Dear @InhwanBae, thank you for your detailed answers. I confirm the downloaded dataset includes the caption in the test preprocessed data as well, it was my mistake.
I tried testing the pretrained models on a small custom sequence, however the performance is quite bad:
# eth model
ADE: 9.347091674804688
FDE: 8.883607864379883
# hotel model
ADE: 8.766213417053223
FDE: 8.24624252319336
# univ model
ADE: 8.766213417053223
FDE: 8.24624252319336
# zara1 model
ADE: 8.59603214263916
FDE: 8.084837913513184
# zara2 model
ADE: 9.095739364624023
FDE: 8.382474899291992
I also tried plotting the past, gt, and predicted trajectories and I noticed the predicted trajectory often starts far away from the last position of the observed trajectory.

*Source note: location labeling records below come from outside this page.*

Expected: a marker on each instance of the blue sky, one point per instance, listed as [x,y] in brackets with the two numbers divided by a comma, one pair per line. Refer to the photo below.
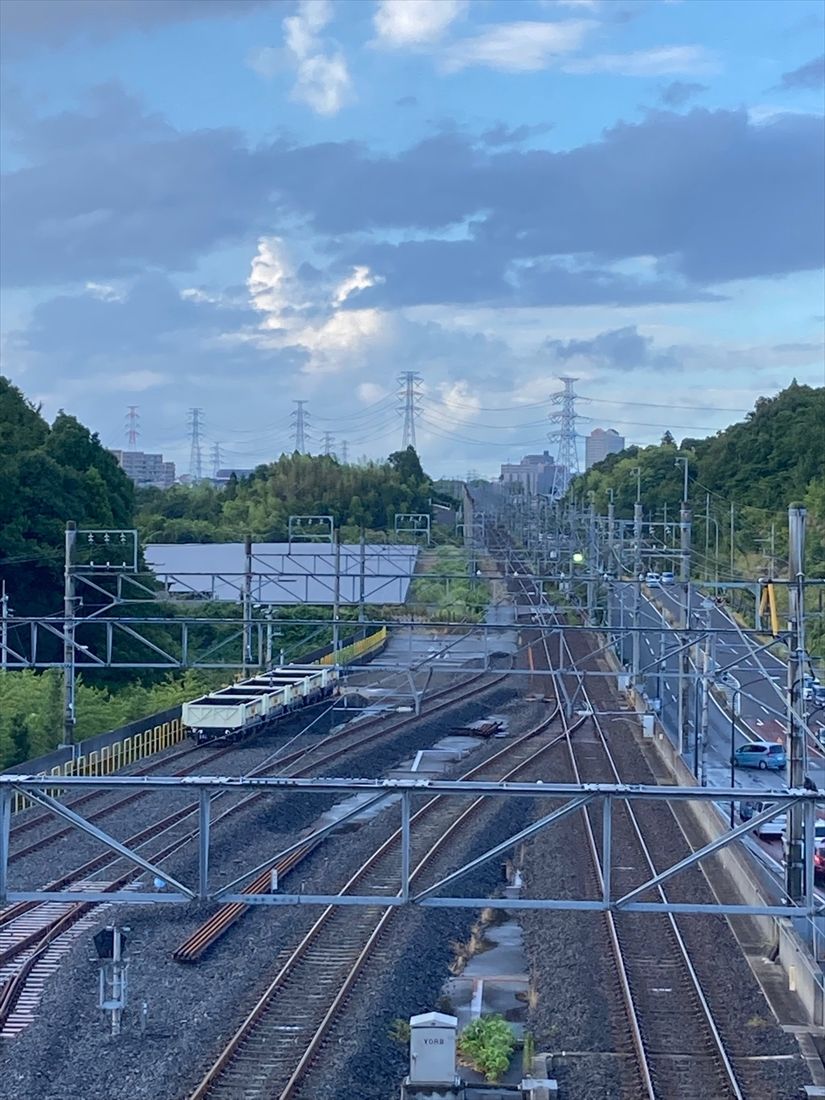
[235,204]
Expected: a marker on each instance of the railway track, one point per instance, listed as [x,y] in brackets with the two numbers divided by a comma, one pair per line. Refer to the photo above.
[680,1051]
[26,938]
[278,1043]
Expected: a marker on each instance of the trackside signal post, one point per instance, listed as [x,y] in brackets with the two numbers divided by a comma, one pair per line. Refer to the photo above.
[798,861]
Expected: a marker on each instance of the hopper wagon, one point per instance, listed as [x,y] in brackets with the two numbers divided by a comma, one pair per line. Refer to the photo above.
[250,705]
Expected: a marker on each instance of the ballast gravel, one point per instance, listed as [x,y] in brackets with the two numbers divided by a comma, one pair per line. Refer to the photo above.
[191,1010]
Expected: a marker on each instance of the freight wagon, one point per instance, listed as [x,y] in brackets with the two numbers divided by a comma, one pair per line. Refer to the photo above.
[248,706]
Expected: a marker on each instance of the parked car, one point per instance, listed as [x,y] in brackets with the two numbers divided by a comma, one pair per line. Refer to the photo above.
[810,685]
[818,854]
[760,755]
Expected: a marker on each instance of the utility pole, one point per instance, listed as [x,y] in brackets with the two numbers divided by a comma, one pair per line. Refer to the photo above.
[4,636]
[567,462]
[196,458]
[637,589]
[69,718]
[216,459]
[591,556]
[409,398]
[796,730]
[684,576]
[611,531]
[300,419]
[708,663]
[246,605]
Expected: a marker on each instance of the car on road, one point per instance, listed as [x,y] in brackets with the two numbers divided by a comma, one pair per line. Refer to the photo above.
[810,684]
[760,755]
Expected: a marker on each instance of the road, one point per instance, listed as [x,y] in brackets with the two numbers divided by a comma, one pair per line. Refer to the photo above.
[759,677]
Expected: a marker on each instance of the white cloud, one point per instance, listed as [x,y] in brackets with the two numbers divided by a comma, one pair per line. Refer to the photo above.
[322,79]
[518,47]
[664,61]
[415,22]
[360,279]
[309,317]
[371,392]
[105,292]
[460,400]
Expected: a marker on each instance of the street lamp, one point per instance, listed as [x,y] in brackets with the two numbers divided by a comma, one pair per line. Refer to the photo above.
[684,463]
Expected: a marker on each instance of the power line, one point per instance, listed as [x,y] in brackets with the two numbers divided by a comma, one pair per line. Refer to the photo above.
[300,418]
[567,463]
[409,398]
[196,460]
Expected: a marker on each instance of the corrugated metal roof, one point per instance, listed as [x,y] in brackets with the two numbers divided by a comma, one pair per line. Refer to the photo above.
[284,573]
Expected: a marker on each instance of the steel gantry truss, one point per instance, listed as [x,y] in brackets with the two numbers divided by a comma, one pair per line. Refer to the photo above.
[571,798]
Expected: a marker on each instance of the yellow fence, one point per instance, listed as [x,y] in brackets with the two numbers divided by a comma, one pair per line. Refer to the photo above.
[156,738]
[113,757]
[356,649]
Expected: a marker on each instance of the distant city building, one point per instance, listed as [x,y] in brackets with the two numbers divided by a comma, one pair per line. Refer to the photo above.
[600,443]
[146,470]
[538,473]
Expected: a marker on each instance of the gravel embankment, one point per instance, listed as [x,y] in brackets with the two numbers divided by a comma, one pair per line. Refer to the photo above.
[67,1053]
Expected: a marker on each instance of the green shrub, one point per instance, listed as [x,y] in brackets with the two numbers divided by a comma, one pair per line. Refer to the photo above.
[486,1045]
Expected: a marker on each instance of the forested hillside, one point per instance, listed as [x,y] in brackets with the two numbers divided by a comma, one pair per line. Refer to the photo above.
[750,472]
[356,496]
[50,474]
[59,472]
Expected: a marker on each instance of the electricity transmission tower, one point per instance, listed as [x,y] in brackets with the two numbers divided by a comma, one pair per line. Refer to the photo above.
[409,398]
[300,421]
[132,429]
[196,458]
[567,462]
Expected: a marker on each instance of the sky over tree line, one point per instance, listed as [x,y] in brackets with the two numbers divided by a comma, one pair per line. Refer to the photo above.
[237,204]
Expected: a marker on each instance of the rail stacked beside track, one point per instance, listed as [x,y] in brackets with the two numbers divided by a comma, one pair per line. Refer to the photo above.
[277,1044]
[28,939]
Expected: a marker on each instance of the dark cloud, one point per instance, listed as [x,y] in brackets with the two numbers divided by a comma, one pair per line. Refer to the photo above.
[417,273]
[55,22]
[710,195]
[502,134]
[678,92]
[811,75]
[617,350]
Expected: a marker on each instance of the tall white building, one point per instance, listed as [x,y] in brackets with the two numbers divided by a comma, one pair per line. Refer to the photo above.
[146,469]
[600,443]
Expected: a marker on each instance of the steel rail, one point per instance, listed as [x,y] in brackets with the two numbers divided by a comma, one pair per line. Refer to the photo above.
[724,1060]
[14,986]
[215,926]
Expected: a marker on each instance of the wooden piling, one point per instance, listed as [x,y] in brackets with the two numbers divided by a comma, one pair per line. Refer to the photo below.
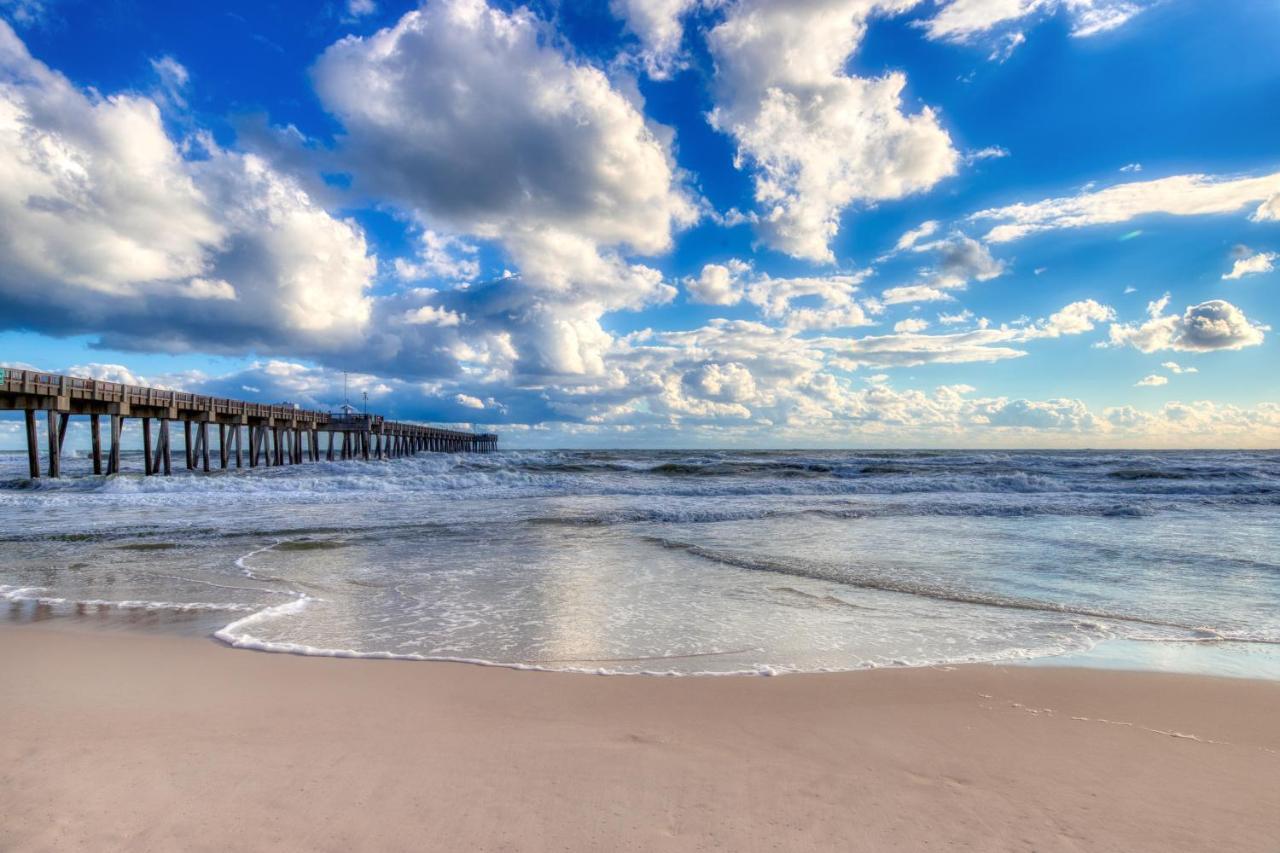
[168,450]
[113,460]
[147,468]
[54,466]
[94,427]
[32,448]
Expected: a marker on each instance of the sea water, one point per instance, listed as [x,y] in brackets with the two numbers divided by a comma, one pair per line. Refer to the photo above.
[676,561]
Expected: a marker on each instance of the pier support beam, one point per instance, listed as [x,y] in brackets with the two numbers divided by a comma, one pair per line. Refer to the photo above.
[167,457]
[95,430]
[32,447]
[54,466]
[147,466]
[113,459]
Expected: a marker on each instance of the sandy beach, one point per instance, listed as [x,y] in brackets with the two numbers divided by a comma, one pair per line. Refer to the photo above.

Here is an example with eth model:
At this folder you can find everything you need to replicate this custom dataset test (I'll give you access upon request). You'll find:
- the raw dataset under
/custom/test/custom.txt - the preprocessed data under
preprocessedfolder - the caption obtained with
Salesforce/blip2-opt-2.7bmodel (6.7b was too big to handle inference with my laptop) incustom_caption.txtfile - the homography matrix and oracle map at
custom_H.txtandcustom_oracle.png - finally in
plotsfolder you can visually see the behavior of the eth model for each step of the sequence
Do you have any explanation for this behavior or any suggestions to improve the performance?
Hi @vittoriacav,
This issue commonly occurs when the scale-down factor used in the data preprocessor and the evaluator differ. Sometimes, this can happen if the homography is incorrect, so it's good to check if all datasets have been transformed into the pixel coordinate system and whether they fit within the image size (720*576).
I'm closing this issue for now. Feel free to open another issue if you have any further questions!